I've mentioned before I'm a bit of a birding snob. I love mud on my boots, I love going home chilled to the bone with wet feet, rosy cheeks, and a nagging doubt of my own sanity. I love being forced to strip out of soaking wet, filthy clothes on the front porch. I'm not a fan of urban birding, and definitely not a fan of urban park birding. Which is what Hogganfield is. What Hoggy also is, is what you make of it. If you want to tick whooper swans being fed to hand by toddlers, then you can, easily. If you want to do more 'wild' birding, then it turns out- to my surprise- you can do that too. Hoggy is well known for its breeding GC grebes, and I was hoping against hope of seeing them. Maybe too early? You never know til you go. I had seen on social media that a scaup had been there, but as I'm not a twitcher, it didn't feature high in my priorities. If I saw it, I saw it. If not, then thats the way it goes.

The car park was full, which didn't seem like too good an omen. I parked in the adjacent car park of Lethammill Golf Course- known colloquially as a 'corpy' golf course, meaning it was a public or council- run place. Hoggy itself didn't seem as busy as the car park suggested. Sure, there were plenty of walkers and joggers, and loads of kids, but not the jostling, jam- packed nightmare I had feared. Or, had experienced last summer in Uddingston. Normally, I walk clockwise around the loch, but decided, on a whim, to be rebellious. Given I don't like change, this really was a massive step for me! Almost immediately, I got my reward. 5 pochard close into the island on the Loch. Not only pochard, but awake pochard- a first for Hoggy, as every time I see them here they're having a kip. Unexpected and welcome year tick, most years its a matter of luck when and where and if I get them, so this was defintiely a relief.

Walking on slightly, a fellow birder stopped and asked if I'd seen the Iceland Gull. Obviously, I hadn't, and I tried to sound enthusiastic about my chances of seeing it. Me not being a twitcher limited my enthusiasm, and hopefully didn't hurt my brother birder's feelings. I was enjoying being out, I was feeling the positive endorphins flushing through my system, it really wasn't a twitchy type of day. That, and I'm useless at gulls anyway. I've said for years that true gull experts (usually bearded blokes) should be stored in glass cabinets with an 'in case of....' sign.

Walking on was just sheer enjoyment of watching birds going about their business, regardless of the dog walkers, kids on bikes, joggers, or Glesga mammies gossiping. Definitely a lesson there for GS when he's getting grumpy about people having the temerity to be outdoors when he is. If the Tufties can tolerate it.....

Most times I go to Hoggy, its a simple circuit of the loch then back again. There is, though, so much more off the beaten track that to my eternal regret I have neglected.
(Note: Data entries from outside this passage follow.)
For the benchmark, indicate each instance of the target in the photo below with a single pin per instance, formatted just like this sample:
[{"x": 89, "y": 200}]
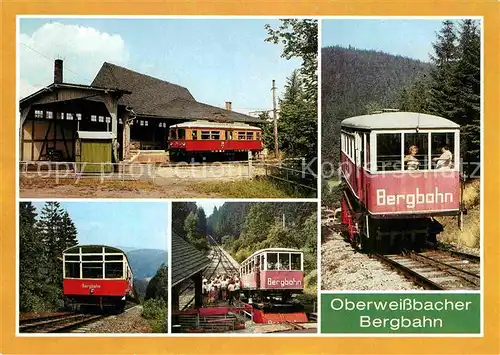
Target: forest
[
  {"x": 356, "y": 82},
  {"x": 245, "y": 227}
]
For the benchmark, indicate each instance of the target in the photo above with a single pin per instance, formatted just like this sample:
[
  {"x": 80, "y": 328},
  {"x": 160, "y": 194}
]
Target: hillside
[
  {"x": 355, "y": 82},
  {"x": 145, "y": 262}
]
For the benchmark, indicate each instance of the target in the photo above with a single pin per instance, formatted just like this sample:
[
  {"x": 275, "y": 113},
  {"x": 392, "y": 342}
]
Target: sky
[
  {"x": 218, "y": 60},
  {"x": 409, "y": 38},
  {"x": 138, "y": 225}
]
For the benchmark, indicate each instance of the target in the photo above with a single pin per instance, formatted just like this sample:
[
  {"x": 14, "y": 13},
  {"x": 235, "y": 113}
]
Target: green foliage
[
  {"x": 156, "y": 310},
  {"x": 297, "y": 124},
  {"x": 194, "y": 225},
  {"x": 41, "y": 242}
]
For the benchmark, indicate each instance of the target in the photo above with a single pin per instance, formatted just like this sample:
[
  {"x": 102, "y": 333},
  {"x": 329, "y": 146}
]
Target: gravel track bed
[
  {"x": 342, "y": 268},
  {"x": 128, "y": 322}
]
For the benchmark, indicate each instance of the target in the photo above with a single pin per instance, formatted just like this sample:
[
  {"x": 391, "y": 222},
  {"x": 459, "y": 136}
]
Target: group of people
[
  {"x": 444, "y": 161},
  {"x": 221, "y": 288}
]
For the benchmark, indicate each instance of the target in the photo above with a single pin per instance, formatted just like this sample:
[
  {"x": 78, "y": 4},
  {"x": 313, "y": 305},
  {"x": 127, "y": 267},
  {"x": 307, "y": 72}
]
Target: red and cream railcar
[
  {"x": 401, "y": 169},
  {"x": 274, "y": 269},
  {"x": 97, "y": 275},
  {"x": 211, "y": 139}
]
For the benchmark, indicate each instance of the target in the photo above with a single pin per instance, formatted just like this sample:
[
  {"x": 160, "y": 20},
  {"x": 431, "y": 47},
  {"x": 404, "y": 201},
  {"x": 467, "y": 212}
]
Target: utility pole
[{"x": 275, "y": 118}]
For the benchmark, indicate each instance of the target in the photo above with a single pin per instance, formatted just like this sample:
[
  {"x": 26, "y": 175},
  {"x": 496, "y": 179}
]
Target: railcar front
[
  {"x": 400, "y": 169},
  {"x": 96, "y": 276}
]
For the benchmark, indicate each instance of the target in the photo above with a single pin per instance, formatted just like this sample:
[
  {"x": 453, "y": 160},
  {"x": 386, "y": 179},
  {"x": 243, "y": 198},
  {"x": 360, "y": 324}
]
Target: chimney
[{"x": 58, "y": 79}]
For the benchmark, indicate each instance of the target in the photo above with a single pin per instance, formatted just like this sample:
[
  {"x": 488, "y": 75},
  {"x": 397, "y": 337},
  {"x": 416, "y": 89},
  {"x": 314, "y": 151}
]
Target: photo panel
[{"x": 401, "y": 185}]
The dipping pond was flooded (with 2 mute swans in residence) and I took the opportunity to go off the path towards a mini- loch. Plenty of open water, plenty of reedmace, tussocks, dips, hollows. Devoid of life at that time, but my birding brain fast- forwarded to maybe May or June. It has the potential to be spectacular. I MUST go back. Maybe this is why I've had such a negative vibe? I've never given it a chance.

The good vibe of the day, though, was mitigated somewhat by the signs of human damage, with gorse being burnt, with associated drinking debris (If you can carry your full bottle of Buckfast in with you, surely its easier to carry the empty one home?) A couple of offshoots of the main path take you to Avenue End Road, and leads to a further local LNR- one of the Glasgow 7 lochs project. While I wasn't intending to go that far, I opted for a wander up the quieter path. the path itself was people- free, and lined with trees and bushes which just cried opportunity. For about 20 minutes I just stood in the middle of the path as a massed flock of blue tits, great tits, goldfinches and chaffinches flew about. In amongst the commotion, with goldies and chaffies squabbling, blue tits and great tits swapping places on branches, a pair of bullfinch quietly went about their business of eating everything they could find. Unperturbed by everything, and definitely not put off by the badly- dressed bearded human, they showed just why they are so special. I think they must have had a good breeding year in 2020, as this is the best start to a year for bullfinches I can remember. For every feast there's a famine, and a single greenfinch sat, immobile. As much as I'm seeing plenty of bullfinches, any greenfinches have been singletons. Whatever the official verdict is, the eyes in the field are telling us that its a real cause for concern.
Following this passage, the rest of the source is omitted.